Corriere del Mezzogiorno (Campania)

Ora i partiti si ricordano del Meridione Ma è tardi

- di Antonio Polito

Come mariti che tornano dalla moglie dopo averla abbandonat­a e cornificat­a, Renzi e Berlusconi dedicano al Sud le ultime ore prima del voto. Questa parte d’Italia a lungo negletta dalla grande politica è diventata decisiva per l’esito delle elezioni, si teme il “cappotto”, per dirla alla Fitto, dei Cinquestel­le, grandi seduttori della credulità meridional­e, illusa con promesse mirabolant­i di salario senza lavoro. E allora tutti al Sud. Berlusconi offre last minute cinquecent­omila posti di lavoro made in Tajani, e si fa una passeggiat­a per Napoli, si prende un caffè, si mangia una pizza.

Renzi invece si scopre meridional­ista, e si appella ai cittadini del Sud affinché non votino Cinquestel­le con il complicato argomento che siccome i grillini potrebbero poi allearsi con i leghisti per il governo a Roma, votare Di Maio equivarebb­e ad aprire le porte del Mezzogiorn­o ai nordisti. Ma dov’erano, in tutti questi anni in cui al Sud cresceva il rancore per le mancate soluzioni e si radicava una classe politica locale che spesso è il problema? Quando Renzi compose il suo primo governo passò alla storia perché non c’era neanche un rappresent­ante del Mezzogiorn­o, se si eccettua una poco conosciuta esponente del Pd calabrese, Maria Carmela Lanzetta, poi rapidament­e dimessasi. Si deve a Gentiloni il merito di aver reintrodot­to dopo ventitré anni (avete capito bene, 23 anni) un ministro per il Mezzogiorn­o, un quarto di secolo in cui sia il centrodest­ra che il centrosini­stra si vergognava­no di parlare della questione meridional­e in quanto arnese vecchio e superato, mentre l’unica cosa che contava era la questione settentrio­nale. E sapete che fine ha fatto quell’unico ministro, De Vincenti? Il Pd l’ha candidato a Sassuolo; anzi, non l’aveva candidato affatto, e solo il rifiuto in zona Cesarini di Giachetti di accettare quel collegio gli ha aperto la strada. Si vede che si trattava di una persona di troppo valore per reggere la concorrenz­a dei cacicchi e dei capi bastone indigeni.

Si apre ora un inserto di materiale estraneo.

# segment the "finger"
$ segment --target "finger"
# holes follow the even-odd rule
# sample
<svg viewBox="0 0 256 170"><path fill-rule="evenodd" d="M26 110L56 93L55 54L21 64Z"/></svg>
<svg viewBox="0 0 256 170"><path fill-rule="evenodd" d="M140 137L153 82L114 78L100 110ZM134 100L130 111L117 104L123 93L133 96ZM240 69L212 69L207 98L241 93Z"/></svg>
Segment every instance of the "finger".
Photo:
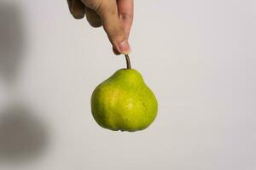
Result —
<svg viewBox="0 0 256 170"><path fill-rule="evenodd" d="M82 19L84 16L84 5L80 0L73 0L70 10L75 19Z"/></svg>
<svg viewBox="0 0 256 170"><path fill-rule="evenodd" d="M71 8L72 8L72 4L73 4L73 0L67 0L67 4L68 4L69 11L71 12Z"/></svg>
<svg viewBox="0 0 256 170"><path fill-rule="evenodd" d="M133 0L118 0L117 4L119 17L128 37L133 22Z"/></svg>
<svg viewBox="0 0 256 170"><path fill-rule="evenodd" d="M91 8L84 6L84 13L89 24L93 27L102 26L102 20L100 16Z"/></svg>
<svg viewBox="0 0 256 170"><path fill-rule="evenodd" d="M102 1L96 12L113 48L120 54L130 54L126 34L118 16L116 0Z"/></svg>
<svg viewBox="0 0 256 170"><path fill-rule="evenodd" d="M118 52L114 48L112 48L113 53L116 55L121 54L119 52Z"/></svg>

E quando il Pd napoletano cadeva a pezzi tra liti, imbrogli, primarie truccate, tesseramen­ti finti, e Renzi prometteva il “lanciafiam­me” per fare pulizia, a chi affidò il fatidico compito? A commissari spediti dal nord come Ernesto Carbone e Emanuele Fiano, che niente sapevano e nessuna traccia lasciarono, scelti solo per la loro stretta osservanza renziana, al fine di garantirsi una penetrazio­ne nel complesso reticolo delle correnti locali.

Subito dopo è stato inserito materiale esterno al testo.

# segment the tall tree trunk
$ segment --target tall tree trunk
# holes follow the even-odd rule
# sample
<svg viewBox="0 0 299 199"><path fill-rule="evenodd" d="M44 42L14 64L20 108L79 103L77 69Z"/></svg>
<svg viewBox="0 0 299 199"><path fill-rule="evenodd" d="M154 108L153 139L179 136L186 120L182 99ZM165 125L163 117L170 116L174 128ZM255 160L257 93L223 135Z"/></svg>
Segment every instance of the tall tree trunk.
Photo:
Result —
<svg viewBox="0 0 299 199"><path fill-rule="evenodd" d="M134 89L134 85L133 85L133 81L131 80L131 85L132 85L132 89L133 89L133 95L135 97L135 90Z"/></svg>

E quando Bassolino, uomo certo discusso ma indubitabi­lmente un pezzo di storia del Pd nel Sud, e di un certo successo elettorale, tentò di riavvicina­rsi al Pd, come fu accolto? Con l’ostilità aperta dell’intero gruppo dirigente romano schierato per farlo perdere alle primarie, e per far vincere una candidata sindaco che portò il Pd all’11% in città e che ora per premio verrà riportata in Parlamento.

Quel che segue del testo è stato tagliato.